Silas Marner: Novel Summary: Chapter 16

This chapter fast-forwards to the future— sixteen years after Silas found Eppie. Mr. and Mrs. Godfrey Cass (Godfrey and Nancy) have taken over the Red House and received much of the Squire’s inheritance.
As Silas and Eppie walk out of church, Aaron Winthrop approaches them, saying he is willing to help them build the garden they are planning. It soon becomes evident that Aaron and Eppie have a special relationship, and the two are hoping to get married soon.

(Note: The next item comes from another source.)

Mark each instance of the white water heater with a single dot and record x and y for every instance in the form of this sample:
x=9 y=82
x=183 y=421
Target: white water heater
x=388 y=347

There are changes to Silas’s lonely stone cottage. There are plenty of pets, both in and out of doors, and more furniture given them by Godfrey. In fact, the Red House has helped Silas and his daughter considerably in the last few years. Eliot explains, “Godfrey Cass, as everyone said in the village, did very kindly by the weaver; and it was nothing but right a man should be looked on and helped by those who could afford it.”

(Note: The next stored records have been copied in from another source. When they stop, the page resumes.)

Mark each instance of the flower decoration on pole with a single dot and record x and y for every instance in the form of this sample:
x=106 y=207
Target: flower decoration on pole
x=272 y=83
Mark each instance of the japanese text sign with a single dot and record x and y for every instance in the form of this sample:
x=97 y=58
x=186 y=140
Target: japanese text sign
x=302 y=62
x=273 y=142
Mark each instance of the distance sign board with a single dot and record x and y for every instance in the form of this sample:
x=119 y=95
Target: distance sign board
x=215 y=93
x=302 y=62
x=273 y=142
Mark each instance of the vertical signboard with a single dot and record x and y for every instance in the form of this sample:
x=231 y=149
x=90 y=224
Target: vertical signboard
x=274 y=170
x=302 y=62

By this time, Silas has come to terms with his past, even being willing to share the story of his supposed guilt in Lantern Yard with Dolly. Eliot narrates, “…with reawakening sensibilities, memory also reawakened, he had begun to ponder over the elements of his old faith, and blend them with his new impressions, till he recovered a consciousness of unity between his past and present. The sense of presiding goodness and the human trust which come with all pure peace and joy, had given him a dim impression that there had been some error, some mistake, which had thrown the dark shadow over the days of his best years.”